The door closed behind them with the dull thud which baize-muffled doors give, and it seemed to her sounded the knell of her “flowery hopes,” as she herself grimly expressed it.

“Well, I say, Bon! I did think you had some snap! What’d a feller do if he hadn’t no more grit’n a girl, I’d like to know? Here, come on, I’ll show you. Let’s go over to the hotel there. That’s the Fifth Avenue, where rich folks stays. I’ve sold papers for Jeemsy there, sometimes. They’s a decent crowd goes in an’ out. Mebbe they ain’t all so horrid stingy as they ’pear ter be on this side. But, Bon! We’ll have ter come down on the price. They ain’t nobody, ’less he’s jest another such old man as Mr. Brook, goin’ ter pay such a pile as that fer posies—second-hand ones, too.”

“Robert, where did you get all this wisdom, and you but eight?”

“Oh! I’ve been around,” said Robert, with an inimitable little swagger, which brought a fleeting smile to Beatrice’s face.

“All right. Let’s try the hotel, that is, if the people will let us. I think I have heard that the curbstone merchants—as we are now, dear—have each a self-appropriated place with which he allows nobody else to interfere. We may get upon somebody’s ‘stand,’ but if we do, from our morning’s experience, I don’t fear but we shall be so informed.”

They did take their places opposite the entrance to the hotel, and so respectable and quiet-looking were they that nobody molested them; and as they were the only flower-sellers upon that corner they did after a while exchange some of their wares for cash; but it was, as Robert had advised, at a great reduction, and Beatrice was heartily discouraged. Worse than that, a feeling of regret that she had undertaken this thing without her mother’s knowledge and consent began to trouble her as it had not done while the first enthusiasm of unselfishness lasted.

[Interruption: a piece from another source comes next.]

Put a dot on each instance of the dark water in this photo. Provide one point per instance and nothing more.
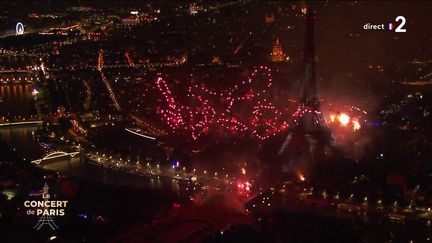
(21, 139)
(16, 100)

“I wish—I wish I had not slipped out of the house, as if I were doing something wrong!” murmured the girl, half aloud.

“Hey?” asked Robert. “Ain’t it getting cold? Ginger! My toes is ’most froze. This ain’t half the fun newspapers is. A feller can keep warm that way. He can jump on street-cars, and off when the conductor catches him. Let’s go home!”

“You go, dear, if you are cold. I am not. That is I—I— No, I will not give up beaten this way. I will sell these flowers if—”

“You can!” interjected Robert, just in time to prevent Bonny’s making a very rash vow.